Gold Consumption and China’s Great Leap Forward

Montreal, Canada

The Great Leap Forward, which started in 1958, was China’s long-term drive to modernize her economy. Though she didn’t do much under Mao’s authority, that certainly changed direction starting in 1978 under Deng Xiao Ping, the father of China’s version of modern laissez-faire capitalism.

China’s owes its incredible economic success to Deng’s experiment with SEZs, or Special Economic Zones, introduced in 1978 in Southern China.

Turn the clock forward 32 years and China is now not only the world’s largest gold-mining industry but also one of the few governments still actively encouraging the domestic consumption and ownership of physical gold. China has a rich history of gold ownership, whereby its citizens have relied on gold as a store of value for several centuries.

Earlier this month, China revealed the nature of her insatiable appetite for gold: imports surged more than five times compared to 12 months earlier to 209 metric tons. Estimates point to 2010 Chinese gold consumption hitting around 600 tons compared to 610 tons in India.

In some ways you could argue that China’s modern version of the Great Leap Forward is really the Great Leap in Gold Consumption. If current trends persist, China will overtake India as the single largest source of fabrication demand in 2011.

Another interesting development is China’s increasing openness of its domestic gold market and how it continues to liberalize gold trading and physical gold ownership. I find this remarkable considering it’s still largely a closed society brainwashed by socialistic rhetoric. Of course, market economics have clashed with this great nation before and it seems plausible that communism and capitalism will clash again in the future as society demands more freedom and political expression. But that’s another story.

Launched way back in 1910, the Chinese Gold and Silver Exchange is the only market in China that trades spot gold. Yesterday, the government announced it will launch the first international gold contract valued in Chinese renminbi next year. The government is encouraging Hong Kong to become a major conduit for not only Greater China gold trading, but also a long-term rival to London, Zurich and New York – major bullion dealing centers.

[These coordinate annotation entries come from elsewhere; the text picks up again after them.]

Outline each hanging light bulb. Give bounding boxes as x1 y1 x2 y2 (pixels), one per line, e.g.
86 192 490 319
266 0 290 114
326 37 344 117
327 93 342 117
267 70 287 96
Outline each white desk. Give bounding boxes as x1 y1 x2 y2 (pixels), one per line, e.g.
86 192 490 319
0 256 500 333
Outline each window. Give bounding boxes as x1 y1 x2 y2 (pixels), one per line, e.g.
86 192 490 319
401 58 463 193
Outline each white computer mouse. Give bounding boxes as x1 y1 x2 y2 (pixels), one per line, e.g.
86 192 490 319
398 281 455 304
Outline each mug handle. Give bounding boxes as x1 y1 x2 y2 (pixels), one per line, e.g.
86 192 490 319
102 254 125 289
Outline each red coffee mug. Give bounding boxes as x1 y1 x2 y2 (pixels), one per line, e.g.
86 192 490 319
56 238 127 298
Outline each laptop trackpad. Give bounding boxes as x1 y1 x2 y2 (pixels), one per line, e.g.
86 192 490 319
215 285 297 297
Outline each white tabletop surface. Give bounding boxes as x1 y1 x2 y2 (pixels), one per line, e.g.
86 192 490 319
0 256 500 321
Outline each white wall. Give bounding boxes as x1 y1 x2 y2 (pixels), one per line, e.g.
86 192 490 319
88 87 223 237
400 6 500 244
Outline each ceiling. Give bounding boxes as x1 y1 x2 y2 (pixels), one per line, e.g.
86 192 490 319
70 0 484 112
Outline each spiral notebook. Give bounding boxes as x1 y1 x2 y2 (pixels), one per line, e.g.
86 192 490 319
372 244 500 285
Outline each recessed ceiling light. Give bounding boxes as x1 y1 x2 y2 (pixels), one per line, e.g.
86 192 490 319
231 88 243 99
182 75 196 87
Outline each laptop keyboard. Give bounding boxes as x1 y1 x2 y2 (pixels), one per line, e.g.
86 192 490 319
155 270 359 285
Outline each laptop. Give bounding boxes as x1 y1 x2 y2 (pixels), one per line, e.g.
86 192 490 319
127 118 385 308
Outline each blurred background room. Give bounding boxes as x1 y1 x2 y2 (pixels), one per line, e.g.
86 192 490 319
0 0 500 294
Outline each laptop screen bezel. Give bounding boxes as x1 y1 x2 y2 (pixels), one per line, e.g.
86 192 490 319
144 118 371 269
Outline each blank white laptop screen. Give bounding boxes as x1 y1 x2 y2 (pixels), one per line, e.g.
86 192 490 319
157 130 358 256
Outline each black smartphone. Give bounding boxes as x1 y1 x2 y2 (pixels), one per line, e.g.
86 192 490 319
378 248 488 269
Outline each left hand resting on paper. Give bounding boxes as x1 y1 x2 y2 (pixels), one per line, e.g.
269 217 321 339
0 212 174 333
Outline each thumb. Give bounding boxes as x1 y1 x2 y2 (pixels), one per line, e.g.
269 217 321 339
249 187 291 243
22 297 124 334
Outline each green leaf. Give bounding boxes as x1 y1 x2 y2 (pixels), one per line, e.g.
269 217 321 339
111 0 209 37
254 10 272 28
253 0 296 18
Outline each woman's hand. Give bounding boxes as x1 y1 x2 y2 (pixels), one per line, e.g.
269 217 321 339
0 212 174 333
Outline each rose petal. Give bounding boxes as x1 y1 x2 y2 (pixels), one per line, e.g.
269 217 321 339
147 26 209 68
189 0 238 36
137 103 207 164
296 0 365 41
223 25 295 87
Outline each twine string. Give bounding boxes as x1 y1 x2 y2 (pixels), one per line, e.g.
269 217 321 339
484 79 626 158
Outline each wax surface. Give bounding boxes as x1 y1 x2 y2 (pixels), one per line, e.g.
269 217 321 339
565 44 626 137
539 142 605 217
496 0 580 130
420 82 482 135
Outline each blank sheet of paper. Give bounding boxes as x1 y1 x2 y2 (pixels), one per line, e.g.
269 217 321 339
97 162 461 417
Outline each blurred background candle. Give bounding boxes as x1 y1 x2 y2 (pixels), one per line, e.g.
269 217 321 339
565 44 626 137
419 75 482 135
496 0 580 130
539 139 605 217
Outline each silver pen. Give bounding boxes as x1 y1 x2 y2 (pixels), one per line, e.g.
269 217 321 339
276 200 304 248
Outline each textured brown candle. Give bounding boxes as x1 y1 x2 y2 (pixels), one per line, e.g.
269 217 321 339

As China’s currency becomes fully convertible – as it must to be truly coined a great economic superpower – it will also eventually hold more gold bullion than any other nation. The United States, at some point, will have to relinquish a good chunk of her gold stash to pay for decades of profligate spending. Somehow I doubt the Chinese will forever accept dollar bills as America’s long-term credit continues its sad decline. The great gold transfer is underway and China will win this race.